Even with genuine pathology, we double down to compound the problem. Hence, chronic disease management becomes a relentless grind of target chasing and a follow-up regime that is unnecessary,
unfeasible and unwanted by patients.

And if the punters get as far as the local DGH, gawd help us, and them. After acute admission, we can look forward to what used to be known as a discharge letter but is now officially a dumping list, with ‘GP kindly to’ repeat bloods, chase scan results, refer incidentalomas and, to give two recent examples, ‘assess fitness to drive’ and ‘refer to a dentist’. Sure, shall I kindly do that before or after I’ve cleaned their windows?

Whoever said ‘treat the patient and not the test’ was so right, and is so forgotten. The reverse is the norm. Patients are now just repositories for so much biochemical, physiological and anatomical data for us to sift and rectify. It’s a literal measure of the insanity of this process that we are incentivised and rewarded for it.

And that is a significant part of the problem: much of this brainless workload generation is a direct result of the need to jump through hoops – QOF, IIF et al – set by clinical drum bangers working with a medically illiterate NHS England. This has ground us down to the point where we’ve ended up colluding with target obsession and fetishising ‘checks’ because a) we fear stepping out of guideline and b) we’re too knackered to think straight. This ritualistic medicalisation drains patients, too, making them ‘depressed’, which creates one more thing to ‘treat’.

Please, someone, put the brakes on this treadmill of nonsense. There is simply too much medicine, and too much of it is self-perpetuating.
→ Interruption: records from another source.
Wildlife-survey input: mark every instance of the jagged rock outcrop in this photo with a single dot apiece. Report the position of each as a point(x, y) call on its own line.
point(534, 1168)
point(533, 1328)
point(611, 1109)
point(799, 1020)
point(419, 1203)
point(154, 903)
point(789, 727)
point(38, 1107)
We need to take a calm and common-sense look at the self-imposed quantity and the target-driven ‘quality’, and dial back on both.

Such a culture shift would mean fewer protocols and more pragmatism, fewer investigations and more considered consulting, and less box ticking and more time to think.
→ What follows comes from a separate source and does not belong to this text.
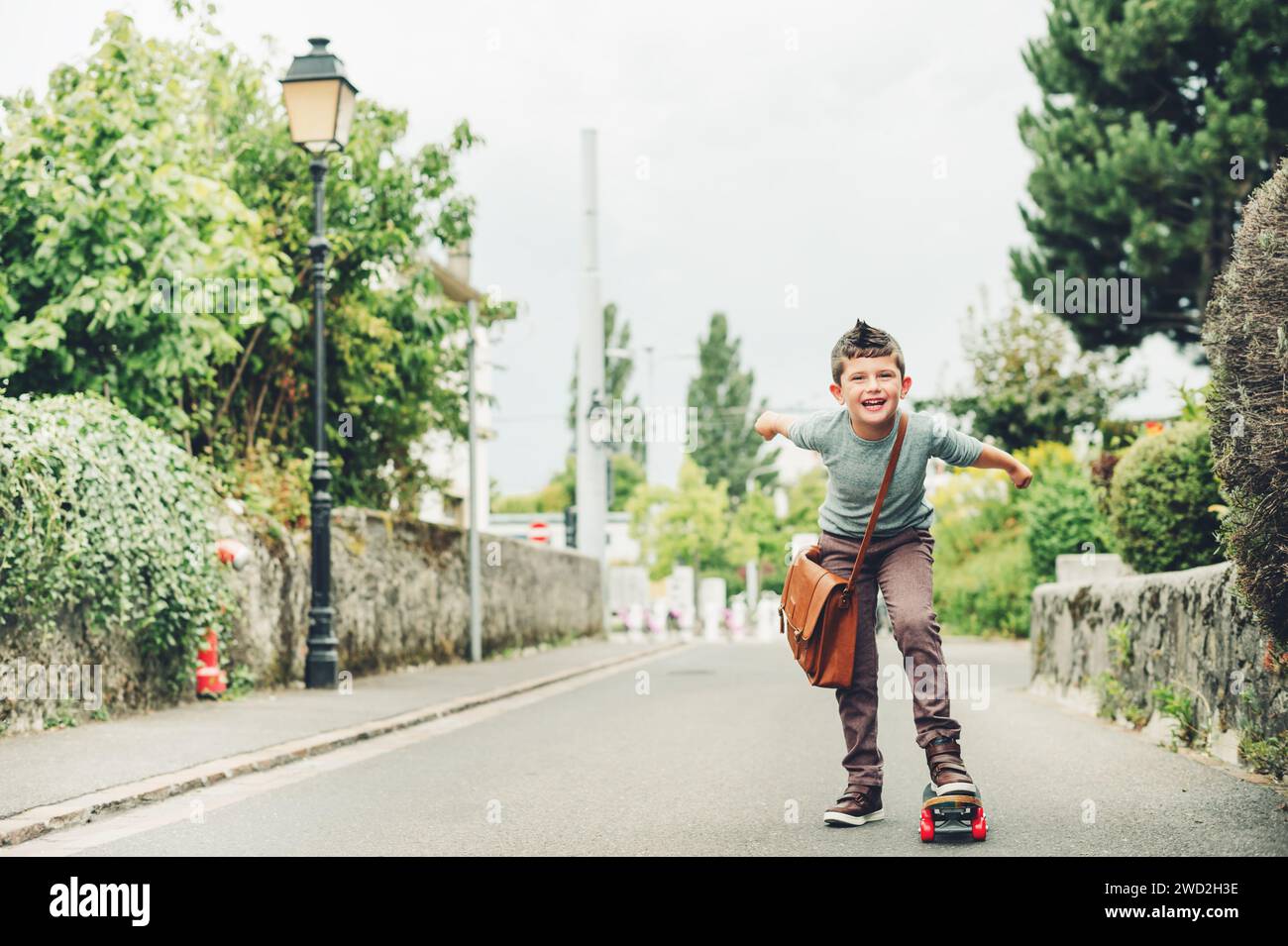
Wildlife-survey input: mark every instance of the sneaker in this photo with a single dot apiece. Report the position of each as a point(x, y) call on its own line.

It would make us all far better doctors. Looking in the mirror in the morning, we might even recognise a fulfilled and functioning GP peering back at us. Oh hang on, that’s the locum.

Dr Copperfield is a GP in Essex. Read more of his blogs here



Please note, only GPs are permitted to add comments to articles

David Church 11 November, 2022 10:17 am

Hear, Hear !

David Turner 11 November, 2022 10:35 am

I won’t argue with any of that

Douglas Callow 11 November, 2022 11:11 am

Arguably a great opportunity now that the moneys tight to dial down the tickbox tomfoolery ? Sadly too many vested interests

Dylan Summers 11 November, 2022 12:32 pm

All true.

Also don’t forget the role played by guidelines: EG BSG guidelines advising comprehensive investigation of every instance of derangement of liver function, no matter how mild.

I have a simple remedy for this:

GP guidelines only to be written by GPs. They could take recommendations from specialists but would have the deciding vote on whether the specialist advice is appropriate to primary care.

A Non 11 November, 2022 8:50 pm

Completely agree. I don’t think this process was initiated by Drs – It came from politics and management – but there is almost universal collective collaboration. Its feckin nuts. It goes against large swaths of sensible advice from experienced colleagues picked up in the clinical years of medical school and it has effectively destroyed primary care in the UK

Malcolm Kendrick 14 November, 2022 10:18 am

The excellent is the enemy of the good. I think it was Voltaire who first said this.GP land can only, possibly, be about the good. The excellent is unatainable and would, in truth, probably do more harm than good if we tried to achieve it. It certainly drives out the good.

Simon Fed up and far from home 14 November, 2022 5:55 pm

I think Voltaire also said medicine is what we perform to amuse the patient whilst nature heals them
No chance of that now ! Medicine is what we practice to delude ourselves we are all powerful – vit d anyone?

Truth Finder 23 November, 2022 9:28 am

Well said. Not to mention the “safeguarding” social worker job we took up. It has not made any difference except wasting time doing “training”, endless meetings and carrying the bug for social workers. This is not medicine.